How can a Lodge pan not be salvageable? If there’s gunk on it, take it to a foundry and shot blast that sucker. Take it to the hardware store and strap it to the paint shaker. Drag it behind a stagecoach for a couple miles. Anything still on there will revolutionize our understanding of gunk.

I have a bit of a hodge-podge; a Lodge, a non-stick Scanpan, and a stainless steel All-Clad. I got a set of pots and pans some years ago as a gift; the pots and the small skillet from that set get used regularly. And I have a corbon steel wok that’s still building up the seasoning.

Hodge-podger here. I love having cast iron of all shapes and sizes. But I did rationalize the collection recently and put two pans on the free table: one was a ginormous fry pan (probably 14") that I had no use for and the other was griddle pan that we used once and decided it provided no additional flexibility to our cooking options.

So now I have a cast iron Dutch oven, the lid of which is the day-to-day fry pan; a small pan perfect for one egg; and a very large but shallow fry pan that is perfect for pancakes or lots of fried eggs.

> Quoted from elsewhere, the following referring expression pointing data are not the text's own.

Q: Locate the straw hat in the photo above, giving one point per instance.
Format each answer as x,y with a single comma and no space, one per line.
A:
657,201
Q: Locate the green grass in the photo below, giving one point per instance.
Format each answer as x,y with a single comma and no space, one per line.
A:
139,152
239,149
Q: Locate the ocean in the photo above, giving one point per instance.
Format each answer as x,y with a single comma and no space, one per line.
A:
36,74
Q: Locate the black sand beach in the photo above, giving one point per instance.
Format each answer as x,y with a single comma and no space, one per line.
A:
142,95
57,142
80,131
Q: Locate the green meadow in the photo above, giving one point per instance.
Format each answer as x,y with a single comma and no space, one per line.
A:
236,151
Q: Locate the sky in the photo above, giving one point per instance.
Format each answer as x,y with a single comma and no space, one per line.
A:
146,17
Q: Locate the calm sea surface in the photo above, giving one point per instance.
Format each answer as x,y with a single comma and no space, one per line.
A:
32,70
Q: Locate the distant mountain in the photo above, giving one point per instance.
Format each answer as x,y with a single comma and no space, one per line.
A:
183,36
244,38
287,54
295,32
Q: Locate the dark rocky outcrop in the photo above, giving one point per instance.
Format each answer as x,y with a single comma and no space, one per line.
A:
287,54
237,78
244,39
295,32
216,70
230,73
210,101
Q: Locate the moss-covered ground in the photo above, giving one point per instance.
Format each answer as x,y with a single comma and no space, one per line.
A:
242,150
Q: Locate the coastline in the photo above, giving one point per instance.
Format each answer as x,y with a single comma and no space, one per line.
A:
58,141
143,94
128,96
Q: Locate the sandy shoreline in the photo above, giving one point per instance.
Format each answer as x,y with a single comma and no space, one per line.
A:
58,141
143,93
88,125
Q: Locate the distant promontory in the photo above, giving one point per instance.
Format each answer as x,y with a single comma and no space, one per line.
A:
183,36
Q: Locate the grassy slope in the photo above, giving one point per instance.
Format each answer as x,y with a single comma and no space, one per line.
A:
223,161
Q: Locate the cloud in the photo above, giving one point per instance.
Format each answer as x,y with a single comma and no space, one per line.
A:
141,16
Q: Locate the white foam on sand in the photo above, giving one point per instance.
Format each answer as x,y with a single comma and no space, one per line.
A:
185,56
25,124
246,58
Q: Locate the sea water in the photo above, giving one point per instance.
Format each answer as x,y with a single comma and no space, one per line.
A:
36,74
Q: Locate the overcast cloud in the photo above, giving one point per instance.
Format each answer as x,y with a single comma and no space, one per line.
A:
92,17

I can’t imagine needing anything else, but estate sales and garage sales often tempt me.

Altogether too much for my bank account’s liking :rofl:

All it takes is a 4-1/2" or 5" grinder with a wire wheel. I’ve saved quite a few of them that way. Strip to shiny metal, then begin the seasoning process all over again. As for a griddle, my 1950s era Wedgewood stove/oven has a griddle right in the middle of the burners, 2 on the left, 2 on the right. It’s gonna kill me when we move and I can’t take this with me.

It would mostly depend on if whatever was on it was more effort/expense to remove than I wanted to invest. I went the chemical route to stripping it down to bare metal with oven cleaner and a trashbag to soak in

Did either of even try dragging it behind a stagecoach first? Where’s your sense of style?

It’s in the shop, you know how stage coaches can be sometimes, specially if it’s a high mileage one like mine.